Nucci R, Raia C A, Vaccaro C, Rossi M, Whitehead E P
C.N.R., Institute of Protein Biochemistry and Enzymology, Napoli, Italy.
Arch Biochem Biophys. 1991 Aug 15;289(1):19-25. doi: 10.1016/0003-9861(91)90436-m.
The hexameric allosteric enzyme deoxycytidylate aminohydrolase from donkey spleen is shown by equilibrium dialysis to bind specifically the allosteric inhibitor, dTTP, the activator dCTP, and the substrate analog dAMP each at six sites (the dTTP and dCTP sites may or may not be identical). These conclusions contrast with earlier ones that there were four sites for each effector; reasons for the discrepancy are discussed.
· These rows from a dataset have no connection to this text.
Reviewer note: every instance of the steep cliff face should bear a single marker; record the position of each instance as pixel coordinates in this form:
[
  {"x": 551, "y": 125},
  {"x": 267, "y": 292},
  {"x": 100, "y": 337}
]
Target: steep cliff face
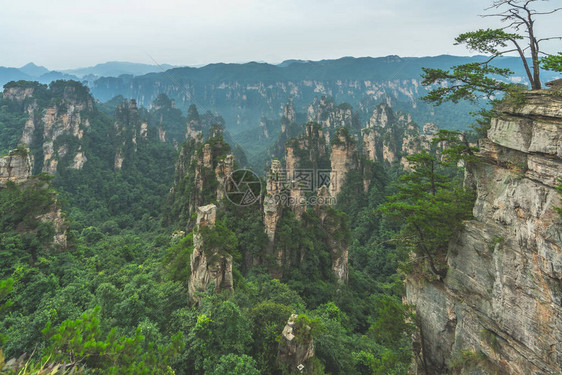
[
  {"x": 127, "y": 132},
  {"x": 15, "y": 167},
  {"x": 57, "y": 118},
  {"x": 200, "y": 174},
  {"x": 499, "y": 310},
  {"x": 300, "y": 186},
  {"x": 391, "y": 136},
  {"x": 296, "y": 346},
  {"x": 330, "y": 116},
  {"x": 207, "y": 264},
  {"x": 18, "y": 93},
  {"x": 343, "y": 158}
]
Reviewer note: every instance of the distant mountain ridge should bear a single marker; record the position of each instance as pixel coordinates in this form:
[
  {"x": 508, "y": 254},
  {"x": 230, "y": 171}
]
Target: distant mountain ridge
[
  {"x": 117, "y": 68},
  {"x": 245, "y": 93},
  {"x": 33, "y": 72}
]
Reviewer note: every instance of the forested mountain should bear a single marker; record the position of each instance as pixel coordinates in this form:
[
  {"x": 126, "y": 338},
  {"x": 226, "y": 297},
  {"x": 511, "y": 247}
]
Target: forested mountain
[
  {"x": 137, "y": 230},
  {"x": 133, "y": 240},
  {"x": 245, "y": 93}
]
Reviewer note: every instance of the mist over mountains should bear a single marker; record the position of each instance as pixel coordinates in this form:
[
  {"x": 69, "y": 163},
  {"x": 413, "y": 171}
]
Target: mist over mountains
[{"x": 247, "y": 94}]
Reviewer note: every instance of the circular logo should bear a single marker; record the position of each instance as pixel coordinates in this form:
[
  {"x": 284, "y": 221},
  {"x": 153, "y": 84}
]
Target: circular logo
[{"x": 243, "y": 187}]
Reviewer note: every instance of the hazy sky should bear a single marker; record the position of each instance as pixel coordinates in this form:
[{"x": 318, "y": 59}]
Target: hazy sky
[{"x": 62, "y": 34}]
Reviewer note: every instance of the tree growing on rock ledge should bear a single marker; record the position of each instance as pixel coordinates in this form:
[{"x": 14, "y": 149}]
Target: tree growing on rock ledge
[{"x": 468, "y": 81}]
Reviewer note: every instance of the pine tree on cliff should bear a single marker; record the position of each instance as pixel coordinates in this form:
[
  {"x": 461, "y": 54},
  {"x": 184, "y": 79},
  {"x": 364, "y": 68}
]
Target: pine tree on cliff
[{"x": 469, "y": 81}]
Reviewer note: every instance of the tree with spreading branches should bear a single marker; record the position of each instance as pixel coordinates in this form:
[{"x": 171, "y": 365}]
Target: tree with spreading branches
[{"x": 468, "y": 81}]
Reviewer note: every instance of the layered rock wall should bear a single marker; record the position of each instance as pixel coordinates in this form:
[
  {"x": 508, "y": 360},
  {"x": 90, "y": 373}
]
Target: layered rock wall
[
  {"x": 499, "y": 310},
  {"x": 207, "y": 265},
  {"x": 15, "y": 167}
]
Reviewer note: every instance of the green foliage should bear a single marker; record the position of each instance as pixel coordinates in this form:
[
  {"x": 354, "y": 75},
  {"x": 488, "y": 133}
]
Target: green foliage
[
  {"x": 468, "y": 81},
  {"x": 176, "y": 261},
  {"x": 457, "y": 147},
  {"x": 80, "y": 342},
  {"x": 392, "y": 326},
  {"x": 552, "y": 62},
  {"x": 432, "y": 208}
]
With the knowledge of site numbers and the kinetic information from the accompanying paper it is concluded that the kinetic cooperativity of the enzyme excludes a concerted conformational transition mechanism. Amino acid analysis gives a molecular weight of 18,842 Da per subunit, i.e., 113,052 for the hexamer. A new simplified purification of homogeneous enzyme from donkey spleen probably useful for dCMP aminohydrolase from other sources is described.
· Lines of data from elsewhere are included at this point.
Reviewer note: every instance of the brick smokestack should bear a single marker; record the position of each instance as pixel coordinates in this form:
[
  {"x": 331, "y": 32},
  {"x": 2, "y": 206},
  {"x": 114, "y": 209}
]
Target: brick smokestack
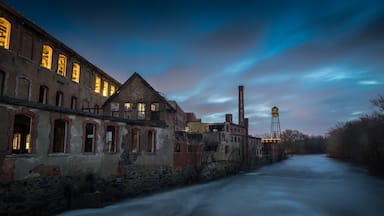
[
  {"x": 241, "y": 105},
  {"x": 228, "y": 118}
]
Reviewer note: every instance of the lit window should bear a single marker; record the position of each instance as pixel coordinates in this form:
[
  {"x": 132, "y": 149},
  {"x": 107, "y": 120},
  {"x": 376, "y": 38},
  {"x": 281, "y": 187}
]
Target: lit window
[
  {"x": 97, "y": 84},
  {"x": 76, "y": 73},
  {"x": 128, "y": 107},
  {"x": 5, "y": 32},
  {"x": 105, "y": 88},
  {"x": 62, "y": 65},
  {"x": 155, "y": 114},
  {"x": 59, "y": 99},
  {"x": 141, "y": 111},
  {"x": 46, "y": 57},
  {"x": 74, "y": 102},
  {"x": 112, "y": 91}
]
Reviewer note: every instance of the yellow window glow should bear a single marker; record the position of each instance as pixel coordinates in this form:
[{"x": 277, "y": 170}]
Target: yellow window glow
[
  {"x": 46, "y": 57},
  {"x": 105, "y": 89},
  {"x": 97, "y": 84},
  {"x": 5, "y": 32},
  {"x": 62, "y": 65},
  {"x": 76, "y": 73},
  {"x": 112, "y": 91}
]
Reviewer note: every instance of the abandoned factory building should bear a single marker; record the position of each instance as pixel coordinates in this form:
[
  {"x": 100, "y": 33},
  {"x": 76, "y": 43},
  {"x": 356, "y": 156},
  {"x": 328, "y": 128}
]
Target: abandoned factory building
[{"x": 62, "y": 115}]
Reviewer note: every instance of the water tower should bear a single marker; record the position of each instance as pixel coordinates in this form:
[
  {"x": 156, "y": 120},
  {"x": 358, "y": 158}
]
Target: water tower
[{"x": 275, "y": 123}]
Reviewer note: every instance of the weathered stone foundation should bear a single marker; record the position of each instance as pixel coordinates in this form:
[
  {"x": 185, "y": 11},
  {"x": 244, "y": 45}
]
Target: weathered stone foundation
[{"x": 50, "y": 195}]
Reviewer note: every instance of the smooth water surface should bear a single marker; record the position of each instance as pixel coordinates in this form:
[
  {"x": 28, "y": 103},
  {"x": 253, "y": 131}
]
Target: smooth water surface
[{"x": 300, "y": 185}]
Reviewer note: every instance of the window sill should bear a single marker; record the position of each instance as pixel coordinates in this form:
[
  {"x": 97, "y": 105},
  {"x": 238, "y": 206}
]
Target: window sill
[
  {"x": 25, "y": 155},
  {"x": 58, "y": 154}
]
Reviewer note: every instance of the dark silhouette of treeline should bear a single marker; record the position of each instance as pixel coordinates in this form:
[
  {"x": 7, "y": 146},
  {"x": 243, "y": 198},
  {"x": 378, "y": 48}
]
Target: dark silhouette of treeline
[
  {"x": 361, "y": 141},
  {"x": 296, "y": 142}
]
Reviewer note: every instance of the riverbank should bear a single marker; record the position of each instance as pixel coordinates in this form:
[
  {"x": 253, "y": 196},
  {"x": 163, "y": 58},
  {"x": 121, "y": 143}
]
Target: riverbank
[{"x": 55, "y": 194}]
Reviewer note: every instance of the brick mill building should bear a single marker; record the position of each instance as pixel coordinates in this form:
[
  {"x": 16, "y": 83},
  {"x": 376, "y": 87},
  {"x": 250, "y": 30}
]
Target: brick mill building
[{"x": 62, "y": 115}]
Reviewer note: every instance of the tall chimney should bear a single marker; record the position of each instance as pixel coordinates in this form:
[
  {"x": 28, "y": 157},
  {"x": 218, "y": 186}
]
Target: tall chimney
[
  {"x": 228, "y": 118},
  {"x": 241, "y": 105}
]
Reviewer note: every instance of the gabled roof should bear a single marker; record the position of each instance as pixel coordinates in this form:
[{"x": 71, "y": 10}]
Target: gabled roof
[{"x": 144, "y": 82}]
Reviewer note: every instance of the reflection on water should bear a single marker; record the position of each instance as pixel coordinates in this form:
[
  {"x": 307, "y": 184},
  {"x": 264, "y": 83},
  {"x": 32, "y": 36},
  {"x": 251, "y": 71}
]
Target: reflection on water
[{"x": 300, "y": 185}]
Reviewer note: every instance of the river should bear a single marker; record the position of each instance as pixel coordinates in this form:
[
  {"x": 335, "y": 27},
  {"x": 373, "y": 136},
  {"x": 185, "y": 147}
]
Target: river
[{"x": 300, "y": 185}]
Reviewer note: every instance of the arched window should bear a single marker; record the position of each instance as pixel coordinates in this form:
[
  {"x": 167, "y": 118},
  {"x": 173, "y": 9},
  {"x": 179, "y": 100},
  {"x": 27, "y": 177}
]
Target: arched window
[
  {"x": 5, "y": 32},
  {"x": 23, "y": 88},
  {"x": 62, "y": 65},
  {"x": 46, "y": 57},
  {"x": 21, "y": 142}
]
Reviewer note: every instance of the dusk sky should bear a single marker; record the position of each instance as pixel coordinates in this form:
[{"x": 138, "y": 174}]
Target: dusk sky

通过平衡透析表明,来自驴脾脏的六聚体变构酶脱氧胞苷酸氨基水解酶在六个位点特异性结合变构抑制剂dTTP、激活剂dCTP和底物类似物dAMP(dTTP和dCTP位点可能相同也可能不同)。这些结论与早期认为每个效应物有四个位点的结论不同;讨论了差异的原因。根据位点数量的知识和随附论文中的动力学信息,得出该酶的动力学协同性排除了协同构象转变机制的结论。氨基酸分析得出每个亚基的分子量为18,842 Da,即六聚体的分子量为113,052 Da。描述了一种从驴脾脏中纯化同质酶的新的简化方法,该方法可能对从其他来源获得dCMP氨基水解酶有用。